Five Command Input Methods: Server Manager implements five different methods for delivering commands to server process stdin. It tries them in order of reliability:
-
Console API (Direct) — Writes directly to the subprocess stdin pipe. This is the most reliable method but may not work if the subprocess has redirected or closed its stdin.
-
Named Pipes (stdin_relay.py) — Uses Windows Named Pipes (
\\.\pipe\ServerManager_stdin_{server_name}) to deliver commands. A background relay thread listens on the pipe and forwards received data to the subprocess stdin. This method works across process boundaries and provides JSON acknowledgment of command delivery. -
Persistent Stdin Pipes (persistent_stdin.py) — Creates a persistent duplex named pipe that is passed as the stdin handle when spawning the subprocess. This ensures stdin is always writable.
-
Command Queue Files (command_queue.py) — A file-based fallback. Commands are written to a text file (
temp/command_queues/{server_name}_commands.txt) with the formattimestamp:command. A polling thread reads the file every 100 milliseconds and delivers commands to stdin. The file is auto-cleaned after 100 processed commands. -
Stdin Relay with Acknowledgment — Similar to method 2 but with a full request-response cycle including delivery confirmation.
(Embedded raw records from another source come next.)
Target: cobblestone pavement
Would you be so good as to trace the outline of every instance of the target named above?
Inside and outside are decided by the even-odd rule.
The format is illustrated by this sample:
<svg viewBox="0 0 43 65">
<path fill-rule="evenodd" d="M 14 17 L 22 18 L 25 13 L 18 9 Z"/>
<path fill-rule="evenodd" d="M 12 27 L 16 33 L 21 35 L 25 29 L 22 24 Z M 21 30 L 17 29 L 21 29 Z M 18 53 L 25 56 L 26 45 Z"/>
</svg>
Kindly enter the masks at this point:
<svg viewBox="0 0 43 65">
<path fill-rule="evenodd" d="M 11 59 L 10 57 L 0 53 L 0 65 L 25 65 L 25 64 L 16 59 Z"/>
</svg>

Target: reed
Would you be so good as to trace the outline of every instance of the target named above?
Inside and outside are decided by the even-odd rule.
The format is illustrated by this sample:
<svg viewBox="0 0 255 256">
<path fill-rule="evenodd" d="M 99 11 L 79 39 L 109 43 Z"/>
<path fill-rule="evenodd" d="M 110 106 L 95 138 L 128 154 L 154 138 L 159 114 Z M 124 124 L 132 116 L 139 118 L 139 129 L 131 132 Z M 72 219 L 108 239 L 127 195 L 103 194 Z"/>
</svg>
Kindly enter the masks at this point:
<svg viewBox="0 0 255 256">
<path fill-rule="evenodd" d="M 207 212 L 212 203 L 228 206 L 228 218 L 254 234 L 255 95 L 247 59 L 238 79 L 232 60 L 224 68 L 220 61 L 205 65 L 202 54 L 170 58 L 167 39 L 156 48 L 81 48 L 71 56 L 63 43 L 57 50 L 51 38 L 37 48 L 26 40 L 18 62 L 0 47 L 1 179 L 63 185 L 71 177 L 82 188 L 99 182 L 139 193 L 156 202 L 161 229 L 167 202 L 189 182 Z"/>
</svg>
These methods are tried in sequence. If one fails, the next is attempted, ensuring maximum reliability for command delivery.
The system tray icon (Modules/services/trayicon.py) provides persistent background presence and quick access to all application features. It uses the pystray library with pillow for icon rendering.
Menu Items:
- Open Server Dashboard — Launches the main Tkinter dashboard as a detached process.
- Open Admin Dashboard — Launches the admin dashboard.
- Open Web Interface — Opens the default web browser to the web interface URL.
- Automation Settings — Opens the automation configuration window.
- Open Console — Opens the server console selector.
- Debug Center — Opens the diagnostics and debugging GUI.
- About — Shows version and system information.
- Exit — Calls the centralized shutdown utility and then exits, ensuring tray/launcher/debug/web processes are all closed consistently.
Tooltip: The tray icon tooltip dynamically displays the number of currently running servers.
Status Updates: A background timer updates the tray icon status every 10 seconds, checking process health and server counts.
Singleton Enforcement: Only one tray icon instance can run at a time, enforced via PID file.